My obsession with yeast continues.
Many of the bread or pizza dough recipes I’ve been trying call for sourdough starter – which is a bit of a misnomer, since (with the exception of “San Fransicso style” sourdough) it doesn’t really taste extremely sour. While many breads can be entirely leavened by a sourdough starter, I’ve been using somewhere in between 15-25% starter in combination with normal baking yeast. It adds amazing flavor, better, crunchier crust, and the bread actually stays fresh longer.

Sourdough starters can be made in countless different ways; they don’t require skill as much as they do patience. It’s pretty cool when you think about it: you’re mixing flour and water to create an atmosphere that lures in wild yeasts (either from the air or from something in your starting mixture). And then you’re just feeding it regularly. Like hungry little yeast babies. Here’s a recipe and a few results from my experiments.

One of the easiest and most foolproof ways to create a robust starter is to ensure that there are already wild yeasts present when you make your mixture. Whole or Rye wheat berries contain wild yeasts on their husks, which will be a “booster” of sorts for our starter. You can buy whole wheat berries in the bulk grain section of Whole Foods. Grind it up finely in a coffee grinder (you can easily clean a coffee grinder by running some rice through it for a minute or so to scrub off the coffee remnants).

The idea is that you feed the ground wheat a sugar boost (equal part fruit juice to wheat) for 3 days. This builds a solid yeast culture. From then on you give the starter a daily feeding of all-purpose white flour (non-bleached, of course). You don’t need a truckload of starter, so for each feeding of flower you’ll discard half of your starter (x) and add .5x flour and .5x water. Do that for a week and you’ll have a nice yeasty smelling sourdough starter!
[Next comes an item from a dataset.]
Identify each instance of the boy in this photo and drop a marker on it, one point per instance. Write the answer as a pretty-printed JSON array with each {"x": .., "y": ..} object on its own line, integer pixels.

I followed this recipe with pretty good results. After day 2 I had some serious bubbling going on:


It then sat dormant for 2 days. I added a bit of apple cider vinegar to lower the pH. Yeast needs an acidic environment to grow, so this helps “wake up” the dormant yeast.

After day 5 I had a distinctive layer of lactobacilli on top of the starter. It also smelled like yeast and apricots – perhaps some wild strain of yeast from the air.


One word of advice – this works so much better if you use a scale. Once you start adding the flour to feed the starter it really helps to add equal weight flour and water. I fed a starter I had been keeping in the fridge for almost 2 months with equal weight flour and water (as opposed to equal volumes) and it just took off like crazy!